実際、何度もそう思ったことは私にもある。あの母の一件で色んな人から色んな声を掛けて貰ったし、色んな話も称賛も聞いた。でも、そんなの私の生きる糧にはならなかったし、私の中の後悔と疑問に対して何の解決にもならなかった。これだけは本当だ。
「言葉だけで動くならそれだけの重さの気持ちだったってだけ。大事なのは―、」
「大事なのは"何をした・何をしてる人間に"言われるか…だ。言葉には常に行動が伴う……と思う」
言葉だけで頑張れるならそれでもいい。でも、世の中それだけじゃ納得できないものもある。嫌悪感を増す時だってある。その人に本当に歩み寄れる時って、轟くんの言う通りその声を掛ける人がどんな事をしてきた人か、どんな事をしている人なのかによる。それは本当に大きい。実際、ここに居るのはそんな人に影響を受けた人ばかりじゃないか。
「出久こそ、それを知ってるんじゃない?」
きっと君は知っている筈だ。今まで沢山それを行ってきた人でもあるのだから。ニコリと微笑むと出久は少し安堵し、私たちの話に納得したように小さく息を吐いた。

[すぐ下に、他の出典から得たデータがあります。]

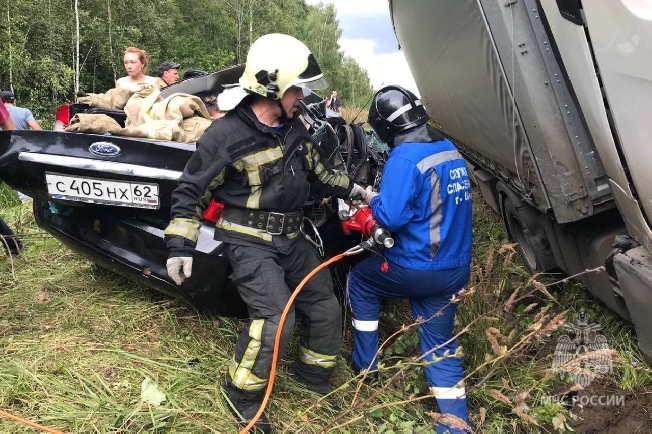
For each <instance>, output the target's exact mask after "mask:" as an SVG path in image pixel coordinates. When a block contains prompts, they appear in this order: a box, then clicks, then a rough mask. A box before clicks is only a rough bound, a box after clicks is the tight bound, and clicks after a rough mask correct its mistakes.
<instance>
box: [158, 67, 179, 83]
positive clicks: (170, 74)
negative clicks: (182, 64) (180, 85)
mask: <svg viewBox="0 0 652 434" xmlns="http://www.w3.org/2000/svg"><path fill="white" fill-rule="evenodd" d="M180 66H181V65H180V64H178V63H171V62H163V63H161V66H159V67H158V78H157V79H156V85H157V86H158V87H165V86H169V85H171V84H172V83H176V82H177V81H179V67H180Z"/></svg>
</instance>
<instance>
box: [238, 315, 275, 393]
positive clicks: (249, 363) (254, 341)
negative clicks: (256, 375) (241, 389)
mask: <svg viewBox="0 0 652 434" xmlns="http://www.w3.org/2000/svg"><path fill="white" fill-rule="evenodd" d="M264 325H265V320H264V319H256V320H253V321H251V324H250V325H249V337H250V338H251V340H250V341H249V344H248V345H247V349H246V350H245V352H244V354H243V355H242V360H240V362H239V363H238V361H237V360H235V355H234V356H233V360H232V361H231V365H230V366H229V376H230V377H231V381H232V383H233V385H234V386H236V387H238V388H240V389H242V390H249V391H253V392H257V391H259V390H263V389H264V388H265V386H267V378H258V377H257V376H255V375H254V373H253V372H252V371H251V370H252V369H253V367H254V363H255V362H256V356H257V355H258V351H259V350H260V346H261V339H262V335H263V326H264Z"/></svg>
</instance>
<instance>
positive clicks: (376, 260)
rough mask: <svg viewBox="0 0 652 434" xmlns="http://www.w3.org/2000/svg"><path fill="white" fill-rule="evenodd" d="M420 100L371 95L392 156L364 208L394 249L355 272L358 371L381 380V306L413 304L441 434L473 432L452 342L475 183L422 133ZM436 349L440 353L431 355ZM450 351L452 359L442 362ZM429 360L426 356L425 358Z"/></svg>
mask: <svg viewBox="0 0 652 434" xmlns="http://www.w3.org/2000/svg"><path fill="white" fill-rule="evenodd" d="M428 119H429V116H428V114H427V113H426V110H425V109H424V107H423V105H422V104H421V101H420V100H419V99H418V98H417V97H416V96H415V95H414V94H413V93H412V92H410V91H408V90H406V89H404V88H402V87H400V86H386V87H384V88H382V89H380V90H379V91H378V92H377V93H376V94H375V95H374V97H373V100H372V102H371V108H370V110H369V119H368V122H369V125H370V126H371V128H373V129H374V131H375V132H376V133H377V134H378V136H379V137H380V139H381V140H382V141H384V142H386V143H387V144H388V145H389V146H390V148H391V152H390V155H389V158H388V160H387V163H386V164H385V167H384V169H383V177H382V180H381V183H380V188H379V192H378V193H376V192H373V191H372V190H371V188H370V187H367V195H366V199H365V202H366V203H367V204H368V205H369V206H370V207H371V212H372V214H373V215H374V217H375V218H376V220H378V223H380V224H381V225H382V226H384V227H385V228H386V229H388V230H389V231H390V232H391V233H392V235H393V237H394V241H395V244H394V246H393V247H392V248H389V249H385V250H384V251H383V252H382V255H384V256H381V255H374V256H371V257H369V258H367V259H365V260H364V261H362V262H361V263H359V264H358V265H356V266H355V267H354V268H353V269H352V270H351V272H350V273H349V285H348V291H349V292H348V297H346V299H347V301H348V303H349V305H350V308H351V316H352V319H353V338H354V343H353V354H352V363H353V369H354V371H356V372H358V373H359V372H360V371H362V370H366V369H369V373H368V374H367V375H368V377H367V378H369V379H372V381H373V378H374V377H377V376H378V370H377V369H378V355H377V351H378V322H379V318H380V306H381V301H382V300H383V299H408V300H409V301H410V305H411V307H412V314H413V316H414V319H415V321H417V322H421V321H423V322H422V323H420V324H419V326H418V331H419V339H420V344H421V351H422V353H423V354H424V355H425V359H424V361H425V362H427V365H426V366H425V375H426V381H427V383H428V386H430V393H431V395H432V396H433V397H434V398H435V399H436V400H437V403H438V405H439V409H440V411H441V413H444V414H450V415H453V416H455V417H456V418H457V419H455V418H442V419H440V420H439V422H438V424H437V426H436V427H435V431H436V432H438V433H443V432H451V433H462V432H468V430H469V429H470V428H469V427H468V423H469V420H468V414H467V408H466V393H465V389H464V374H463V371H462V357H461V355H459V354H458V353H457V340H456V339H453V325H454V322H455V313H456V310H457V304H456V303H451V297H453V296H455V295H456V294H458V293H459V292H460V291H461V290H462V289H463V288H464V287H465V286H466V285H467V283H468V281H469V274H470V264H471V241H472V230H471V223H472V214H471V182H470V180H469V176H468V173H467V168H466V164H465V162H464V159H463V158H462V156H461V155H460V153H459V152H458V151H457V149H456V148H455V146H454V145H453V143H451V142H450V141H449V140H448V139H446V138H444V137H443V136H442V135H441V134H439V133H438V132H437V131H436V130H435V129H434V128H431V127H430V126H428V125H426V122H427V121H428ZM433 350H434V351H433ZM445 353H448V354H447V355H445ZM426 354H427V355H426Z"/></svg>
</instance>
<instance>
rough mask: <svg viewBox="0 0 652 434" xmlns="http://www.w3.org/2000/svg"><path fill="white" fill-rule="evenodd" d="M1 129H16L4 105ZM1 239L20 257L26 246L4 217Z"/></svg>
mask: <svg viewBox="0 0 652 434" xmlns="http://www.w3.org/2000/svg"><path fill="white" fill-rule="evenodd" d="M0 128H1V129H2V130H3V131H12V130H14V129H15V128H14V123H13V122H12V120H11V117H9V112H8V111H7V109H6V107H5V106H4V104H0ZM0 183H2V180H0ZM0 238H1V239H0V244H2V248H3V249H4V250H5V252H7V254H12V255H20V254H21V253H23V250H24V249H25V246H24V245H23V243H21V242H20V240H19V239H18V238H17V237H16V235H15V234H14V232H13V231H12V230H11V228H10V227H9V226H7V223H5V221H4V220H2V217H0Z"/></svg>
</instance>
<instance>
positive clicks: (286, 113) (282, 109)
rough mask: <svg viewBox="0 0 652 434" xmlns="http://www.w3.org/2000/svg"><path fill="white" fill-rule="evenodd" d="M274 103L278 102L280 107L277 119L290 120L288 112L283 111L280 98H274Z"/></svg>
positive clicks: (291, 118)
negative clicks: (276, 99)
mask: <svg viewBox="0 0 652 434" xmlns="http://www.w3.org/2000/svg"><path fill="white" fill-rule="evenodd" d="M276 104H278V107H279V108H280V109H281V116H280V118H279V121H282V122H284V121H289V120H291V119H292V118H290V117H288V114H287V113H286V112H285V109H284V108H283V104H281V100H280V99H277V100H276Z"/></svg>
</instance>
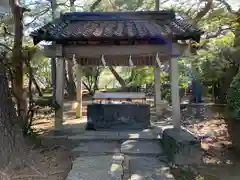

「…そうだね。確かに…通りすがりが何言ってんだって感じだ」
「お前がそいつをどうしてえのか知らねえけど、デリケートな話にあんまズケズケ首突っ込むのもアレだぞ。そういうの気にせずぶっ壊してくるからなお前。意外と」
「そうそう。出久って土足でいきなり乗り込んでくるもんね」
「…なんか すいません…」
真顔で平然と言う轟くんの言葉にコクコクと頷く。大人しくて温厚な性格かと思えば、いきなり危険を顧みずに突っ込んでくるし真っ先に飛び出すし、オタク話は止まらないし…。いつだって出久は唐突に壁でも何でも突き破って、真っ直ぐに飛び込んでくるからこっちも受け止めきれないこともあるし、むしろ受け止めに行かないと止まらないと思ってしまうほどに熱くなる。それがしかも無意識なのだから、出久というのは本当に恐ろしい存在だ。
そんな会話を繰り広げていると「君たち手が止まっているぞ!!最高の肉じゃがを作るんだ!!」と後方から飯田くんの急かす声が聞こえてきて、はいはいと轟くんと共にボウルに入った野菜を調理場に届けるために歩き出した。